Osteoradionecrosis (ORN) is one of the most feared side effects of radiotherapy following cancers of the upper aero-digestive tract and leading to severe functional defects in patients. Today, our lack of knowledge about the physiopathology restricts the development of new treatments. In this study, we refined the ORN rat model and quantitatively studied the progression of the disease. We tested the impact of radiation doses from 20 to 40 Gy, delivered with incident 4MV X-ray beams on the left mandible of the inbred Lewis Rat. We used micro-computed tomography (µCT) to obtain in vivo images for longitudinal bone imaging and ex vivo images after animal perfusion with barium sulphate contrast agent for vessel imaging. We compared quantification methods by analyzing 3D images and 2D measurements to determine the most appropriate and precise method according to the degree of damage.
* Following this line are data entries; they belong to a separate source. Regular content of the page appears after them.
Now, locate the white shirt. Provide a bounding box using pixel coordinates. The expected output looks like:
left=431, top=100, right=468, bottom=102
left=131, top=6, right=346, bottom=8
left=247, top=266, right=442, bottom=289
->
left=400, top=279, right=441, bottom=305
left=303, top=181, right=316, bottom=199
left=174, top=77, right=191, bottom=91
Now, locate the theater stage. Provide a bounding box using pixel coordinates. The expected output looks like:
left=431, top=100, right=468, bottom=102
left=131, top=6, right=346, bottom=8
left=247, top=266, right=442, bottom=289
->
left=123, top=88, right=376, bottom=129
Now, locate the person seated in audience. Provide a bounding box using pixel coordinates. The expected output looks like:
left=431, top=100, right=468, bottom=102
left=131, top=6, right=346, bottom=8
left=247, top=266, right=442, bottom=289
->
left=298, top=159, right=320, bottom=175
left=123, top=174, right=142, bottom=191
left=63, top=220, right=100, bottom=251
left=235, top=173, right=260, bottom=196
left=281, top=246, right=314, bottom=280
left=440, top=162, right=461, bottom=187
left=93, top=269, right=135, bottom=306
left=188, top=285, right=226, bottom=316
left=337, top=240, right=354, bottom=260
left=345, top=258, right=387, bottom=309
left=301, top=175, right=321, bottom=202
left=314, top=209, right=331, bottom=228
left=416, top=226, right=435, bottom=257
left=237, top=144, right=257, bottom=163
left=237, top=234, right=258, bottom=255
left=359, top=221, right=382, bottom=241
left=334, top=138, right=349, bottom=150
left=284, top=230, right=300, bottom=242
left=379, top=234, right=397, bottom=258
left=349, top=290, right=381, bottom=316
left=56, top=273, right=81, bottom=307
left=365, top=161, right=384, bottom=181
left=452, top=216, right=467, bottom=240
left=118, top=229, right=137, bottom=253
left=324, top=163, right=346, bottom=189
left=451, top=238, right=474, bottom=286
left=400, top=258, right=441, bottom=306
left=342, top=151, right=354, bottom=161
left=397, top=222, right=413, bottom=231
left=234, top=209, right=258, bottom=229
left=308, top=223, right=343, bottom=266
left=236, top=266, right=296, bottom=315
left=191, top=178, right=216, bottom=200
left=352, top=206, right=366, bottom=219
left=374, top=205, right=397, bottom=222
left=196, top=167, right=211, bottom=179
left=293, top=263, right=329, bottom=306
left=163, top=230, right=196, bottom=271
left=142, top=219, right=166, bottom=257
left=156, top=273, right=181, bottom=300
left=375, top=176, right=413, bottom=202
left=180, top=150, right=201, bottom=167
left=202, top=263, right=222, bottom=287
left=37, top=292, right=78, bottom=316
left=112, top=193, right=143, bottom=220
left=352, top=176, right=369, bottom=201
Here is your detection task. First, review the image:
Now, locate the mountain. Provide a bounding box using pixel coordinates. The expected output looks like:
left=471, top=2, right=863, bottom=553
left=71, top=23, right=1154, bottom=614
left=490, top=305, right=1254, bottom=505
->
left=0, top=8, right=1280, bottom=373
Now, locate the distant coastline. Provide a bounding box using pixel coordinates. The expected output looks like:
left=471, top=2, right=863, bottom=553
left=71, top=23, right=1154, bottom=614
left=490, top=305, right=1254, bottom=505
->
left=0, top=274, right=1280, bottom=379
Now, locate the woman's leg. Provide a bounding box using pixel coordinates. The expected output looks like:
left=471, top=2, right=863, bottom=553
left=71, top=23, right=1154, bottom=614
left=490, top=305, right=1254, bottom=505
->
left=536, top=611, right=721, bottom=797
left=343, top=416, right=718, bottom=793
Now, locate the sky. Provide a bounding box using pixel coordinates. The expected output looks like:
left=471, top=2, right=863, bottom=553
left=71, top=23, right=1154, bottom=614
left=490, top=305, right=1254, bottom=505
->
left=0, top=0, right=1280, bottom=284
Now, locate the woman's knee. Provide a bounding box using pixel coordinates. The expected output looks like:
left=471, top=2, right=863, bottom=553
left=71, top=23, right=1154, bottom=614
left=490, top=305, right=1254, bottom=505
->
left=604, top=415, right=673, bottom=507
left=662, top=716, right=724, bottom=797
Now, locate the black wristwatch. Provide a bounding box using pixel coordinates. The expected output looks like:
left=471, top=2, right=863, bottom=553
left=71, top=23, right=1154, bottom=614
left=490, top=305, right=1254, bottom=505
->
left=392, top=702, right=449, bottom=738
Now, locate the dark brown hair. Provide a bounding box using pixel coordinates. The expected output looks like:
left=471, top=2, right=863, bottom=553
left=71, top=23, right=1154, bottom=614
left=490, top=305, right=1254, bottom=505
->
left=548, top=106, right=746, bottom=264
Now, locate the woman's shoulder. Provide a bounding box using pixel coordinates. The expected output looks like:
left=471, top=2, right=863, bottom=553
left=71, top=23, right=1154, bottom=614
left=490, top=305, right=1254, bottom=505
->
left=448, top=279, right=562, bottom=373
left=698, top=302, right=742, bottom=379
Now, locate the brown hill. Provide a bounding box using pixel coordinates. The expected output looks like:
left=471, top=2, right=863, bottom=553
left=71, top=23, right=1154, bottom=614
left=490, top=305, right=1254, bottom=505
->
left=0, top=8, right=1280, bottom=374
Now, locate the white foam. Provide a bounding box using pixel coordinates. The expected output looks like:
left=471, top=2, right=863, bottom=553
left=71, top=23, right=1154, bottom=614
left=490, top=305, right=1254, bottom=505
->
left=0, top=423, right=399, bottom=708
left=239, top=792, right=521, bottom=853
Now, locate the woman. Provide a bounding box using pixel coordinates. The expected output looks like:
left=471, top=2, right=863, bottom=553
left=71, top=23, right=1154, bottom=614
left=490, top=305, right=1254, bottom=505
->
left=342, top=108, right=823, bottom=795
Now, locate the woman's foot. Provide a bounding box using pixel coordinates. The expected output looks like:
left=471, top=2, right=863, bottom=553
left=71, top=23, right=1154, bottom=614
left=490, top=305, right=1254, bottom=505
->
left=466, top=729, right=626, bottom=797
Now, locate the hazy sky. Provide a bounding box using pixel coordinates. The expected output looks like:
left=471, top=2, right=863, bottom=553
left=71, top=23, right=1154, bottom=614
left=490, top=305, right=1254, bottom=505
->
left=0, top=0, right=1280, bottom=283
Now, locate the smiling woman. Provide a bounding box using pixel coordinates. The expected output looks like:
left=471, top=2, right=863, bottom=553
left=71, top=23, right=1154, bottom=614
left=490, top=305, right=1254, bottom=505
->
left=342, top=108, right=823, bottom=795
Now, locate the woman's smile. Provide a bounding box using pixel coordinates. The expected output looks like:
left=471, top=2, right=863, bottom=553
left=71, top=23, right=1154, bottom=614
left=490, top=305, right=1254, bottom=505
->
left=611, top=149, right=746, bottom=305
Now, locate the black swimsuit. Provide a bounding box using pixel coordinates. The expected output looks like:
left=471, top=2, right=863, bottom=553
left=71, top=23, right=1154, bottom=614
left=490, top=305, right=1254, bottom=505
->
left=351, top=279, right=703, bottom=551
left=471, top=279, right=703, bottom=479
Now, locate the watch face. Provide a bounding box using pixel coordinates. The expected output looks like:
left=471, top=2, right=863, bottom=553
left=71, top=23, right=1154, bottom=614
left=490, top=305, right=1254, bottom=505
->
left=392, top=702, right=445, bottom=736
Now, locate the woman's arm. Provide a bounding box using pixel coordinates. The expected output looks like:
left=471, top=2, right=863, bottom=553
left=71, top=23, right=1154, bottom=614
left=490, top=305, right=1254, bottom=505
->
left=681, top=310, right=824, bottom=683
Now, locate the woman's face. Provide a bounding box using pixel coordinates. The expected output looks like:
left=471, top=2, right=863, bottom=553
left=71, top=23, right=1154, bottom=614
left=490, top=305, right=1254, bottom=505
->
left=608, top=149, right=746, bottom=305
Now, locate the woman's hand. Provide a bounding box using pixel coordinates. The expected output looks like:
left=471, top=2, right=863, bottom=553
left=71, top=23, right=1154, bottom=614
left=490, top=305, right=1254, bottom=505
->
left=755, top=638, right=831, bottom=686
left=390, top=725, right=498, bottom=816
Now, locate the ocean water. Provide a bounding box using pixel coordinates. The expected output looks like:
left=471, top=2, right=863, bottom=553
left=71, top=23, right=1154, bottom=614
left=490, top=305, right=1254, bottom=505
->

We defined 25 Gy as the minimum irradiation dose combined with the median molar extraction necessary to develop non-regenerative bone necrosis. µCT image analyses were correlated with clinical and histological analyses. This refined model and accurate methods for bone and vessel quantification will improve our knowledge of the progression of ORN pathology and allow us to test the efficacy of new regenerative medicine procedures.